Bertram was so out of it he had no recollection whatsoever of the offences and didn’t even know what shop it had happened in.
Fiscal depute Lydia Ross told Aberdeen Sheriff Court the incident happened around 7.20pm on October 30 last year.
She said: “The accused entered the locus and started knocking crisps off a shelf, at which point the complainer asked him to leave.”
‘He has no recollection of the offences at all’
Bertrand refused to leave and was heard to make a racial comment and became “irate and aggressive”.
The shop owner contacted the police and again encouraged Bertram to leave but was met with further racist abuse.
Bertram shouted “p***” and pointed to his forehead in an apparent reference to a Tilak, the red dot worn on the forehead in some cultures.
He did then leave but not before kicking a pane of glass in the door, causing it to shatter.
Around half an hour later, at 7.50pm, a member of the public phoned the police to report finding Bertram unconscious on Park Street.
Officers arrived and managed to rouse Bertram, only for him to become abusive, pushing one officer to the chest and, in a homophobic slur, branding one a “baldy p***”

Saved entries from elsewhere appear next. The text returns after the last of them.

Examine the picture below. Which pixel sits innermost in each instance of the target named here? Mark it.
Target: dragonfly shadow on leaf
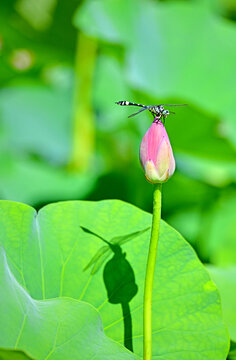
(118, 276)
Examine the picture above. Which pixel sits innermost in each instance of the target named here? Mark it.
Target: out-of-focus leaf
(57, 329)
(108, 19)
(48, 252)
(232, 352)
(35, 182)
(225, 280)
(181, 60)
(37, 119)
(220, 234)
(110, 86)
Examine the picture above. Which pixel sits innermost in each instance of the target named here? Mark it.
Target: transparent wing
(138, 112)
(173, 104)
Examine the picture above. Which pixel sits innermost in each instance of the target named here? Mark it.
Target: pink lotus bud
(156, 155)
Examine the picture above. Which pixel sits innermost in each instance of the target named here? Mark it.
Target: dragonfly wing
(138, 112)
(174, 105)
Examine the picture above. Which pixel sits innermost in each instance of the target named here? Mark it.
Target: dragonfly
(158, 111)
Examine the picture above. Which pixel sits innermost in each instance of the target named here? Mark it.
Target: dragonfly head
(165, 113)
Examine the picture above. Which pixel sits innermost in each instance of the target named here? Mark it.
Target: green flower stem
(83, 117)
(147, 306)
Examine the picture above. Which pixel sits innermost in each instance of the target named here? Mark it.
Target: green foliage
(13, 355)
(56, 329)
(51, 253)
(225, 279)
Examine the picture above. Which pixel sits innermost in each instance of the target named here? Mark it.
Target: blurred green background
(64, 63)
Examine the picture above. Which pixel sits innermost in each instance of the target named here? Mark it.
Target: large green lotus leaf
(13, 355)
(96, 252)
(225, 279)
(56, 329)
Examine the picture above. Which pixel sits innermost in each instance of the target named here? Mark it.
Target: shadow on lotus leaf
(118, 276)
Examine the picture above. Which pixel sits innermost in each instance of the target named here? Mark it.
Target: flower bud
(156, 155)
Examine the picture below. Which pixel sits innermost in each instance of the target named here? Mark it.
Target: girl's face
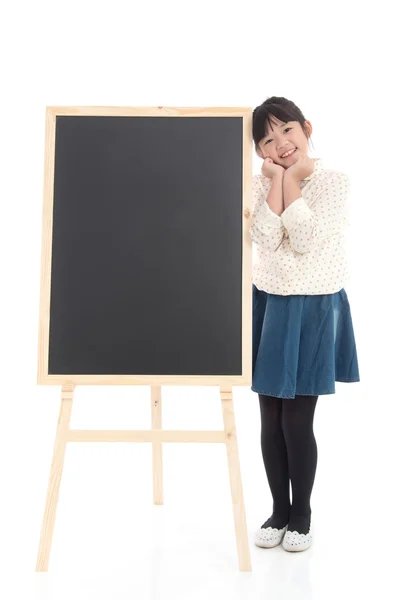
(282, 138)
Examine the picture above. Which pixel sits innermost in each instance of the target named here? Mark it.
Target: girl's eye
(287, 129)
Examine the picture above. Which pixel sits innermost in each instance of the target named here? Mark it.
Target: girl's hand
(270, 169)
(302, 168)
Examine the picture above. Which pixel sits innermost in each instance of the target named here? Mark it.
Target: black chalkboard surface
(146, 269)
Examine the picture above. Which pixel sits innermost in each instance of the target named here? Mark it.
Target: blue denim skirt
(302, 344)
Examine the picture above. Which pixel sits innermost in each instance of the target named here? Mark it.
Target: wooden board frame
(43, 376)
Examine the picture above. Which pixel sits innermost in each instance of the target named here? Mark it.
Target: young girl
(303, 339)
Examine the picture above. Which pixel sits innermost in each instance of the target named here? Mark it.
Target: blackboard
(146, 249)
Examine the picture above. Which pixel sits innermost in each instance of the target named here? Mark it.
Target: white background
(337, 62)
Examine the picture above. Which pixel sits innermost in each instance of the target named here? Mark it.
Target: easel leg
(239, 514)
(157, 446)
(57, 464)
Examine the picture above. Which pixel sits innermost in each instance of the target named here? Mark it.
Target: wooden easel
(156, 435)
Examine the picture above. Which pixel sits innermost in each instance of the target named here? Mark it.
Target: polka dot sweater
(303, 250)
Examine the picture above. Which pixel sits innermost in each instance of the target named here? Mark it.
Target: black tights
(289, 451)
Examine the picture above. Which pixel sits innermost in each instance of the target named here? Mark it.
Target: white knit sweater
(303, 251)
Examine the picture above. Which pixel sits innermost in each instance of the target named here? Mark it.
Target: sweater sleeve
(266, 227)
(329, 216)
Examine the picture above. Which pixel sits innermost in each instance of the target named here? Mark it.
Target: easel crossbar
(146, 435)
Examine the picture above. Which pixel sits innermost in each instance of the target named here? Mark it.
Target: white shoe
(269, 537)
(296, 542)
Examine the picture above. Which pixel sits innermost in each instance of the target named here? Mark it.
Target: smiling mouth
(291, 154)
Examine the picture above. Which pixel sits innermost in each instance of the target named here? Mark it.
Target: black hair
(275, 106)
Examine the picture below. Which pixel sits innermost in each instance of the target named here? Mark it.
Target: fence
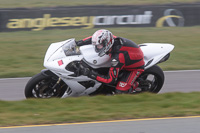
(99, 17)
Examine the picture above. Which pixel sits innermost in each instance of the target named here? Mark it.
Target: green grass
(22, 53)
(38, 111)
(53, 3)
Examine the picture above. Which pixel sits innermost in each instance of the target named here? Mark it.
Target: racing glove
(87, 71)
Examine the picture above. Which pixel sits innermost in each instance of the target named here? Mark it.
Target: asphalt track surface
(154, 125)
(12, 89)
(175, 81)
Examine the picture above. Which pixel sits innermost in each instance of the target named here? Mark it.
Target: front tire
(41, 86)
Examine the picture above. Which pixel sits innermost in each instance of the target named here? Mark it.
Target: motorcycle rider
(125, 56)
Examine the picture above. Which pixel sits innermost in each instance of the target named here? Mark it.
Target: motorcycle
(59, 79)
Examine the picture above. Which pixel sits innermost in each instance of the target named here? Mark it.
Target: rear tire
(40, 86)
(152, 79)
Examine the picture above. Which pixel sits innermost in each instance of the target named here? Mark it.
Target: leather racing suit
(125, 56)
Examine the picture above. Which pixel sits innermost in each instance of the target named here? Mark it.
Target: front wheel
(43, 86)
(151, 80)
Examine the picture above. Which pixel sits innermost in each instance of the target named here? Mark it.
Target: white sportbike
(61, 80)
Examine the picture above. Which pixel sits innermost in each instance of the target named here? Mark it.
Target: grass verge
(46, 111)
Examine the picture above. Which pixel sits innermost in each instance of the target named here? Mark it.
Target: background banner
(86, 17)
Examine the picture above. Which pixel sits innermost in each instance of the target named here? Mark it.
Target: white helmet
(102, 40)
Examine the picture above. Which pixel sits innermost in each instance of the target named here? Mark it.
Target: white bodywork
(60, 54)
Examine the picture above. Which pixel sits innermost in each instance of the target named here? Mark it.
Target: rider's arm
(117, 64)
(85, 41)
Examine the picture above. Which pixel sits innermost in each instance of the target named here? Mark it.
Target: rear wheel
(41, 86)
(151, 80)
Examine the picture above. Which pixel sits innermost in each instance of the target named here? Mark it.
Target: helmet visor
(99, 47)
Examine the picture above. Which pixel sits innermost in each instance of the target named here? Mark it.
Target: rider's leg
(126, 83)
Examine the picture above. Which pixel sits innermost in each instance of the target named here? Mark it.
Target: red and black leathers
(125, 56)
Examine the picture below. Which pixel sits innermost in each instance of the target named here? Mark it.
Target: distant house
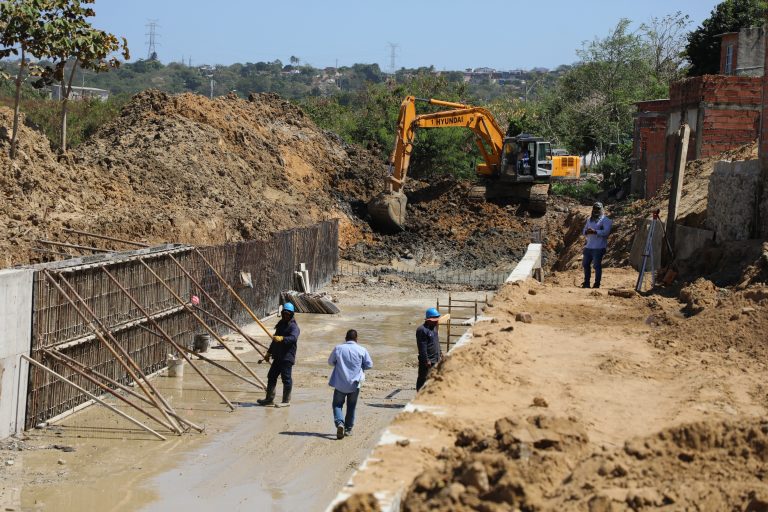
(80, 93)
(742, 53)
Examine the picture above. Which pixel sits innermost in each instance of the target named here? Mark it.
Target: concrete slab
(15, 339)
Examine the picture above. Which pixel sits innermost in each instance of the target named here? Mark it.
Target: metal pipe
(203, 324)
(93, 397)
(232, 323)
(104, 237)
(209, 361)
(122, 386)
(168, 338)
(105, 388)
(72, 246)
(109, 346)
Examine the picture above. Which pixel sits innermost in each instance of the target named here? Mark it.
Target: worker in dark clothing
(282, 350)
(428, 343)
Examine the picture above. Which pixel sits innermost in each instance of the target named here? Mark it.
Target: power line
(152, 37)
(392, 54)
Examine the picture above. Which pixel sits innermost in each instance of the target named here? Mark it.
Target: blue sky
(449, 34)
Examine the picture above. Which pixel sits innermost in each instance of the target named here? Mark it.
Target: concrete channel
(254, 458)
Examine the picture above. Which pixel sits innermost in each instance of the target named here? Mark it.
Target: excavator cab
(526, 159)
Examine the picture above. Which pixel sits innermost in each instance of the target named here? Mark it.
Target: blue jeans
(593, 257)
(338, 403)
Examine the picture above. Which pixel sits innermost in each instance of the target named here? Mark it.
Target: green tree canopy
(703, 48)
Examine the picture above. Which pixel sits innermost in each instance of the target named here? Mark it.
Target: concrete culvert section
(255, 458)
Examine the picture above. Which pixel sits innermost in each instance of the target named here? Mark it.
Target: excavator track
(537, 200)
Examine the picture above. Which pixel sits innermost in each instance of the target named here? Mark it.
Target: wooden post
(676, 190)
(93, 397)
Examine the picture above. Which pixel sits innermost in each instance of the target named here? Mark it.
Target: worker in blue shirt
(428, 345)
(596, 229)
(349, 361)
(282, 350)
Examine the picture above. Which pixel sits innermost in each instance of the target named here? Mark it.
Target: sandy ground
(588, 357)
(254, 458)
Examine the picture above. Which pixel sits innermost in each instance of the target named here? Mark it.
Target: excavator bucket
(387, 211)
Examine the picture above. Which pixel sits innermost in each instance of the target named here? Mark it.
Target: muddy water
(254, 458)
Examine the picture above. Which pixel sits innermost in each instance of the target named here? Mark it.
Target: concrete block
(15, 339)
(732, 202)
(688, 240)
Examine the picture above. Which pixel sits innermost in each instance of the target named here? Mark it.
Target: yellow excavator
(517, 167)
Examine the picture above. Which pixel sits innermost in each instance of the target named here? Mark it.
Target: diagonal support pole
(168, 338)
(232, 323)
(205, 326)
(93, 397)
(234, 293)
(120, 386)
(156, 398)
(68, 364)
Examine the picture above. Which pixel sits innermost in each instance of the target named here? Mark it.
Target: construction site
(144, 273)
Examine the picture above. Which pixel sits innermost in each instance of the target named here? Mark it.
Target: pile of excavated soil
(543, 463)
(724, 263)
(444, 227)
(192, 170)
(177, 169)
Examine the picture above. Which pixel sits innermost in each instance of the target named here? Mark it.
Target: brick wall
(740, 90)
(652, 133)
(724, 129)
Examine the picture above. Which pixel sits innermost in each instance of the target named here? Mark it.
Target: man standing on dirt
(428, 344)
(282, 350)
(349, 361)
(597, 229)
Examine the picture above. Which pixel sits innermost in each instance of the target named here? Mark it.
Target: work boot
(269, 399)
(286, 396)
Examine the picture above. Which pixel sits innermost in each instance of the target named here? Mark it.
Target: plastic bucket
(175, 367)
(202, 342)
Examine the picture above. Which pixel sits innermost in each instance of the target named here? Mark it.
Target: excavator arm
(388, 209)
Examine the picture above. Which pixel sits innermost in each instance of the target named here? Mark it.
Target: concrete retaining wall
(15, 339)
(733, 200)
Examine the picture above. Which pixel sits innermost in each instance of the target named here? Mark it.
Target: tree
(21, 33)
(703, 48)
(593, 103)
(666, 41)
(71, 41)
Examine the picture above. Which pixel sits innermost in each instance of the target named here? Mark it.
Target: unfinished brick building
(723, 112)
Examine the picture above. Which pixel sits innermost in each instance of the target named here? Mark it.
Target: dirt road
(576, 386)
(255, 458)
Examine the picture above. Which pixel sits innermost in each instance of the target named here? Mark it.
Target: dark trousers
(347, 420)
(423, 374)
(593, 257)
(283, 370)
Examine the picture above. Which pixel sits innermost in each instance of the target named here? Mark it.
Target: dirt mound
(720, 320)
(546, 463)
(444, 227)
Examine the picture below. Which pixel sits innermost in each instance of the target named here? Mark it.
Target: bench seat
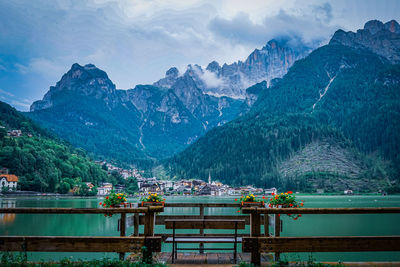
(204, 240)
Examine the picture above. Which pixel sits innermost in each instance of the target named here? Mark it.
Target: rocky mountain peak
(374, 26)
(213, 66)
(392, 26)
(87, 80)
(172, 73)
(170, 78)
(379, 38)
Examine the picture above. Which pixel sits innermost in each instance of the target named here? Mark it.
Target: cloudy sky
(136, 41)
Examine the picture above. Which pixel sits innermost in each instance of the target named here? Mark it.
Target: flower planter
(252, 204)
(147, 204)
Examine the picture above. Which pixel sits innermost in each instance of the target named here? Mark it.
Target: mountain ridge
(339, 94)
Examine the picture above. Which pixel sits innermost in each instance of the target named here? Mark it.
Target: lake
(307, 225)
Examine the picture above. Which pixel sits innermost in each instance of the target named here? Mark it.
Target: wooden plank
(201, 213)
(160, 219)
(81, 210)
(136, 225)
(320, 210)
(204, 224)
(324, 244)
(204, 240)
(206, 205)
(149, 225)
(255, 229)
(165, 235)
(266, 224)
(74, 243)
(212, 258)
(122, 229)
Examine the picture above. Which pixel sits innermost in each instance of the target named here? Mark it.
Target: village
(180, 187)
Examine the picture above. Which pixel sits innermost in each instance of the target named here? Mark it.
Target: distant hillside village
(15, 132)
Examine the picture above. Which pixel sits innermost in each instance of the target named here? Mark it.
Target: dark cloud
(310, 27)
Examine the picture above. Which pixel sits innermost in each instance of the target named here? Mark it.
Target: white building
(8, 181)
(105, 189)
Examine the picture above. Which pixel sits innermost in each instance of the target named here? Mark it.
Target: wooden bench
(204, 224)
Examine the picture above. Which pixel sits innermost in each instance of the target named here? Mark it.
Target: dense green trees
(42, 163)
(359, 110)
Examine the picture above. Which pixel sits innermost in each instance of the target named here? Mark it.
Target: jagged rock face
(382, 39)
(83, 80)
(272, 61)
(170, 77)
(158, 121)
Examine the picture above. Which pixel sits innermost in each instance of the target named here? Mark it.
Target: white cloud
(211, 80)
(3, 92)
(136, 41)
(20, 104)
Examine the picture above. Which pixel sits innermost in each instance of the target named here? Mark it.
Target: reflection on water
(7, 218)
(308, 225)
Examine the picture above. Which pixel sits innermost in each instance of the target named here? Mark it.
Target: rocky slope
(156, 121)
(332, 118)
(382, 39)
(141, 123)
(271, 61)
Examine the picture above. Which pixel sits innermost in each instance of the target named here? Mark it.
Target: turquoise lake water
(307, 225)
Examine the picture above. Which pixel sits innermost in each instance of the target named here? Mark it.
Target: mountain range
(331, 123)
(287, 116)
(155, 121)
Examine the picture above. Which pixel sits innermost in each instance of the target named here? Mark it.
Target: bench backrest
(205, 224)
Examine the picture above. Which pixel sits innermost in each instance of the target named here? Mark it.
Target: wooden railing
(138, 220)
(119, 244)
(257, 244)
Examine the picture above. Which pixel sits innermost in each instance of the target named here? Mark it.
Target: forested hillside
(344, 97)
(42, 163)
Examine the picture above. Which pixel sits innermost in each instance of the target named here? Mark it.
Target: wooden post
(201, 230)
(255, 231)
(266, 225)
(136, 224)
(122, 229)
(148, 231)
(277, 233)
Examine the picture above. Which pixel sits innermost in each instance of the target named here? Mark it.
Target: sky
(137, 41)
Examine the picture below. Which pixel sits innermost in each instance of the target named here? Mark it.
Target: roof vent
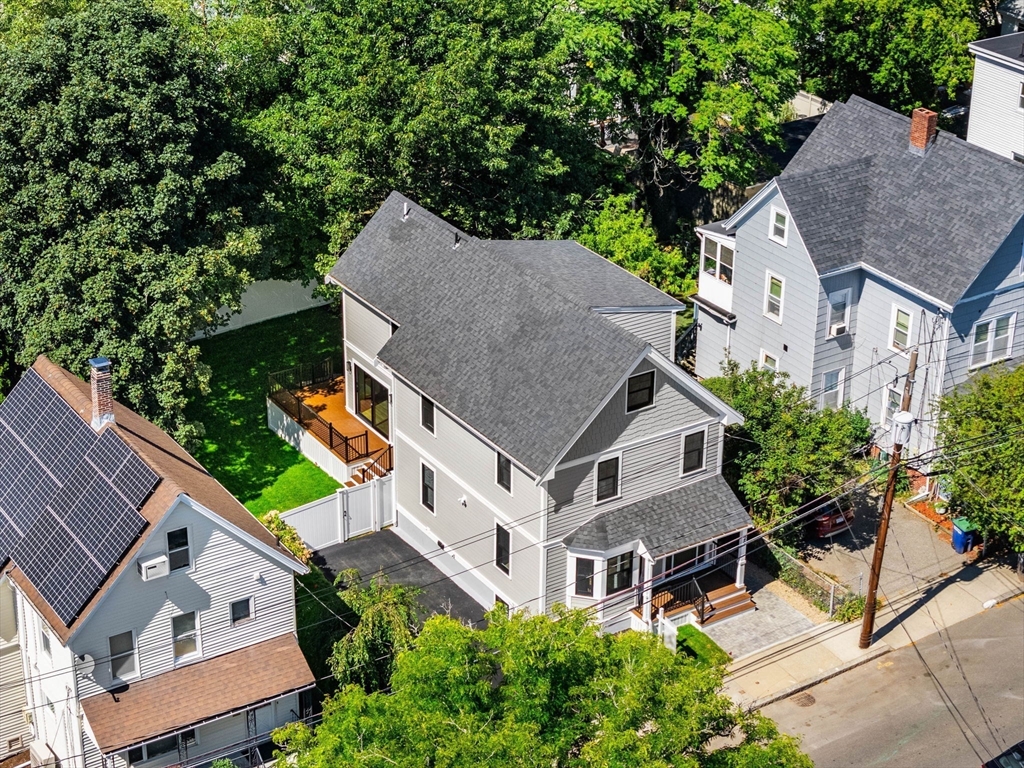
(923, 129)
(102, 393)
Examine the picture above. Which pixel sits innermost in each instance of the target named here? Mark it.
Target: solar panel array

Bertram, of Ashvale Place, Aberdeen, pled guilty to behaving in a threatening or abusive manner, vandalism and assaulting a police officer.
‘I’ll just bide awa’ from shops on King Street’
Defence agent Graham Morrison said: “He hasn’t been off drugs since he was 12. He’s now 36. He has no recollection of the offences at all.”
Sheriff Morag McLaughlin deferred sentence for a drug treatment and testing order suitability assessment to be carried out.
She bailed Bertram with a condition not to enter the shop.
On learning this, Bertram asked: “What shop is it?”
When the sheriff told him, Bertram, seeming to become confused, said: “Where’s that?”
He added: “I’ll just bide awa’ from shops on King Street.”
The case is set to call again for sentencing at the end of February.